Tuesday, October 23, 2012

Bad control

You want to know how X affects Y.  You're worried that some other factor Z might be correlated with both X and Y - i.e. that Z is a potential "confounder" or "omitted variable" - and so you are hesitant to explore the effect of X on Y without accounting for Z.  Imagine that you are also lucky enough to have some data on Z.  So when calculating the effect of X on Y, you "control" for Z - i.e. calculate the effect of X on Y holding Z constant.  

Often this approach makes a lot of sense, and it is intuitively appealing to throw in a lot of control variables into your analysis to see if the effect of your main variable of interest (X) is "robust".  People do this routinely, and paper referees almost always ask for it in some form.

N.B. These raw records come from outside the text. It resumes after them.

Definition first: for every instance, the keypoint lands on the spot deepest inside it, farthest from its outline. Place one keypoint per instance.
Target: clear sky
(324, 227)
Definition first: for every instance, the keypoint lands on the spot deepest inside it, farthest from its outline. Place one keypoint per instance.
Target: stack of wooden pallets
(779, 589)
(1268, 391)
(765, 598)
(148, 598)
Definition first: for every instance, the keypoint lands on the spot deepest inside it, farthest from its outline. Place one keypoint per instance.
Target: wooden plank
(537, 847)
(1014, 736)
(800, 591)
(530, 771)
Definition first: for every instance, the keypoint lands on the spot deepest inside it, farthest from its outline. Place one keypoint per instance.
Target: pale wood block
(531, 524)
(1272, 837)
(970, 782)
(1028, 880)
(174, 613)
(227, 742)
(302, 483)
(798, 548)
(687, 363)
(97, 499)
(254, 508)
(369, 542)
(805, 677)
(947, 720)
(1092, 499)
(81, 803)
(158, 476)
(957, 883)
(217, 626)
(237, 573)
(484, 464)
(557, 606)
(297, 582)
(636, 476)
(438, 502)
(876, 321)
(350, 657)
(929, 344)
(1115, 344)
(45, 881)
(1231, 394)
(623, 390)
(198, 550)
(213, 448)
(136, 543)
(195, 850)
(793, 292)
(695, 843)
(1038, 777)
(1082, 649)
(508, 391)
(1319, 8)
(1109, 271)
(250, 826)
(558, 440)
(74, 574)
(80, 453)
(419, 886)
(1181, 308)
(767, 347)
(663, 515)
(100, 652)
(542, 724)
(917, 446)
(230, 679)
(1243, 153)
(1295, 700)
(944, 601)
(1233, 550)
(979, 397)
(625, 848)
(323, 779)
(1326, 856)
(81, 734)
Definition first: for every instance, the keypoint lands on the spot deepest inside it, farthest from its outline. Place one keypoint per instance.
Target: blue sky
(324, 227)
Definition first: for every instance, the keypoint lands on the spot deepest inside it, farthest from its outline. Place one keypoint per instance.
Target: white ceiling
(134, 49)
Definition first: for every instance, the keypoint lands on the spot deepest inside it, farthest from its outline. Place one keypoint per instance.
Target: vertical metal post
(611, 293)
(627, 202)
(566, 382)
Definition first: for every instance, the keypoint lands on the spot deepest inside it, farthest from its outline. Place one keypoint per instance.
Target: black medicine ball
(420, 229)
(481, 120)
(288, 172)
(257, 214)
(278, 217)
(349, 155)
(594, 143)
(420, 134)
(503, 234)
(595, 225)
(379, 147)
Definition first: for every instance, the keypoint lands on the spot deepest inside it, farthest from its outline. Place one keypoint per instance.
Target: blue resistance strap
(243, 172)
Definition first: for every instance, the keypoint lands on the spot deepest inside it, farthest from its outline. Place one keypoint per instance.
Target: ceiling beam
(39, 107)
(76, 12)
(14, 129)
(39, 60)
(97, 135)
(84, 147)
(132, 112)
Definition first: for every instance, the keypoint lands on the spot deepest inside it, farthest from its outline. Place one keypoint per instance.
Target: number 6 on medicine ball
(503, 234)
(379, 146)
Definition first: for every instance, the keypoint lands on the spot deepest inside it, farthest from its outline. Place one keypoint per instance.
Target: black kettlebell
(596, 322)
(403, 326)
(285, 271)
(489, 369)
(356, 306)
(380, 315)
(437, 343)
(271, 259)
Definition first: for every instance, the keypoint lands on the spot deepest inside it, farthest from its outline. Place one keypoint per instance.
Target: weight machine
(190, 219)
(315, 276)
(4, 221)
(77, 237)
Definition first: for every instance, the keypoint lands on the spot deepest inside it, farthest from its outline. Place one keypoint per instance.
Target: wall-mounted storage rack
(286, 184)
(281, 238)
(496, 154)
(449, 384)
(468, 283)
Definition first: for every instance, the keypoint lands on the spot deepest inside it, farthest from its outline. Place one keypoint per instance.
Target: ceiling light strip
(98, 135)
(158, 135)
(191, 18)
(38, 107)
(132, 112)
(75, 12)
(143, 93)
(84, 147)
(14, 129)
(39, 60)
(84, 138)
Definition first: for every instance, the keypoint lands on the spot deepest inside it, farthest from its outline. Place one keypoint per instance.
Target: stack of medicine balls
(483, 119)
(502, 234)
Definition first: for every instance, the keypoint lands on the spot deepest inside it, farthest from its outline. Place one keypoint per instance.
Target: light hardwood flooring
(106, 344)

But there is a particular case where throwing in a bunch of "control" variables might actually be a really bad idea:  when these variables are themselves outcomes of the X variable of interest.   That is, if X affects Y, and X also affects Z, then "controlling" for Z when you estimate the effect of X on Y is probably a mistake.  This type of mistake is generically termed "bad control", and it can lead to dramatic misinterpretations of coefficient estimates.  Unfortunately it's a mistake that gets made a lot. 

Sol, Ted Miguel, and I have been working on a review of the rapidly growing literature on climate and conflict, and it is impressive the number of times bad controls are included.  Consider the following stylized example:  

You want to understand the effect of temperature on conflict.  You figure that temperature is not the only thing that affects conflict, and you're worried that temperature is also correlated with a lot of other stuff that might affect conflict - for instance, per capita GDP levels. So you regress conflict on temperature and GDP, and find that the effect of temperature is insignificant and the effect of GDP is large and significant.   What do you conclude?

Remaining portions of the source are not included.